Les Oilers d’Edmonton ont aujourd’hui la chance de rééditer cet exploit, réalisé une seule fois au demeurant. Grâce à une victoire de 5-1 contre les Panthers de la Floride, vendredi, ils ont égalé la série à 3-3. Ils auront ainsi la chance de devenir, lundi, la première organisation canadienne à remporter la Coupe depuis le Canadien en 1993, ce qui ne sera pas dénué d’ironie puisque ça se produirait un 24 juin. Remarquez, la dernière fois qu’un match a été disputé à la Saint-Jean, en 2021, le Canadien a reçu le trophée portant le nom de celui qui avait suspendu Maurice Richard 66 ans plus tôt. On n’en est pas à un paradoxe près.

La prudence n’étant pas passée de mode jusqu’à preuve du contraire, on se rappellera sagement que ce match ultime s’amorcera avec une marque de 0-0 et que les Panthers pourraient profiter d’un nouveau souffle à domicile pour sauver la face, les meubles et le reste.

Or, à voir la mine grave de ses joueurs alors qu’ils retraitaient au vestiaire après la sirène finale, et surtout après avoir vu les Oilers disputer un match quasi parfait, il est permis de se demander qui pariera contre Connor McDavid et sa bande.

Le revirement de situation ne pourrait être plus total. Comme si les deux clubs s’étaient disputé deux séries distinctes de trois matchs chacune. La première se soldant par un avantage évident des Panthers, malgré un regain de vie des Huiliers en troisième période du troisième duel. Et la deuxième survolée par les Edmontoniens.

Cette apparence de domination au cours des trois dernières joutes est en fait attribuable au pointage total de 18-5 pour les Oilers. Une cassure nette avec le déficit de 4-11 des trois premiers affrontements.

PHOTO SERGEI BELSKI, USA TODAY SPORTS

Mattias Janmark (13) et Brandon Montour (62)

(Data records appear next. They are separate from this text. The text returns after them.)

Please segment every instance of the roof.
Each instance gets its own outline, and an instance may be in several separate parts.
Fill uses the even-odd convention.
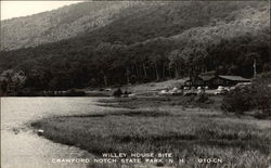
[[[199,78],[202,78],[204,81],[210,80],[212,78],[215,78],[216,76],[214,75],[204,75],[204,76],[198,76]]]
[[[224,76],[219,75],[220,78],[228,79],[228,80],[235,80],[235,81],[250,81],[250,79],[243,78],[241,76]]]

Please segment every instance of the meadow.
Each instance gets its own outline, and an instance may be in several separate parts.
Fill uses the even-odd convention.
[[[222,113],[220,99],[205,103],[189,96],[104,99],[99,105],[115,111],[44,118],[31,126],[44,130],[47,139],[96,156],[169,152],[175,160],[185,158],[176,167],[270,166],[270,119]],[[220,158],[222,163],[199,164],[197,158]]]

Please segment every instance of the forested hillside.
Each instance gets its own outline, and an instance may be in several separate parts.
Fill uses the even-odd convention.
[[[132,14],[134,2],[82,2],[1,22],[1,50],[36,47],[93,30]],[[128,11],[131,12],[128,12]]]
[[[249,78],[254,61],[258,73],[271,70],[268,2],[140,2],[119,13],[74,38],[2,51],[0,68],[23,70],[24,87],[35,90],[146,82],[208,70]]]

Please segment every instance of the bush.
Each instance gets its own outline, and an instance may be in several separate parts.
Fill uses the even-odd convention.
[[[122,91],[120,88],[118,88],[116,91],[113,92],[114,96],[121,96],[121,94],[122,94]]]
[[[255,111],[259,118],[270,116],[271,88],[269,83],[270,79],[258,77],[251,86],[236,88],[224,96],[221,108],[235,114]]]
[[[209,96],[206,93],[201,93],[196,96],[195,101],[199,103],[206,103],[209,101]]]
[[[70,90],[67,91],[65,96],[83,96],[83,95],[86,95],[85,91],[70,89]]]

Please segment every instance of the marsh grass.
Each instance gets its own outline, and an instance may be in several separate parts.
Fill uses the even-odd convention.
[[[43,129],[47,139],[98,156],[104,152],[170,152],[175,160],[188,160],[176,167],[263,168],[271,164],[270,120],[172,107],[171,101],[165,100],[160,103],[160,99],[154,99],[152,106],[146,106],[146,99],[120,100],[120,105],[133,105],[136,109],[46,118],[31,126]],[[223,163],[198,164],[198,157],[219,157]]]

Quiconque a regardé la série sait qu’en réalité, ces déséquilibres ne sont pas représentatifs de l’ensemble de l’action sur la glace. À cinq contre cinq, les Oilers ont généré plus de buts attendus et en ont accordé moins lors des trois premiers matchs que lors des trois plus récents, selon le site Natural Stat Trick. La tendance en possession de rondelle va dans le même sens.

Magie

C’est en quelque sorte la magie qui a changé de camp. Ou, dans un lexique moins occulte, le proverbial « momentum ». Tout ce qui fonctionnait pour les Panthers fonctionne désormais pour les Oilers. Le gardien de but Stuart Skinner, sans multiplier les acrobaties, accomplit son travail avec diligence. Les employés de soutien se sont mis au boulot. Les vedettes offensives aussi. L’avantage numérique a produit – quoique pas vendredi.

Bref, tout va… et le contraire est vrai chez les Panthers. Dans ce match numéro 6, Matthew Tkachuk, jusque-là une inspiration pour ses coéquipiers, a connu son pire match éliminatoire en 2024, peut-être depuis son arrivée en Floride. Sergei Bobrovsky, sans être à blâmer pour la défaite des siens, ne réalise plus l’arrêt miraculeux qui garde son club dans le coup.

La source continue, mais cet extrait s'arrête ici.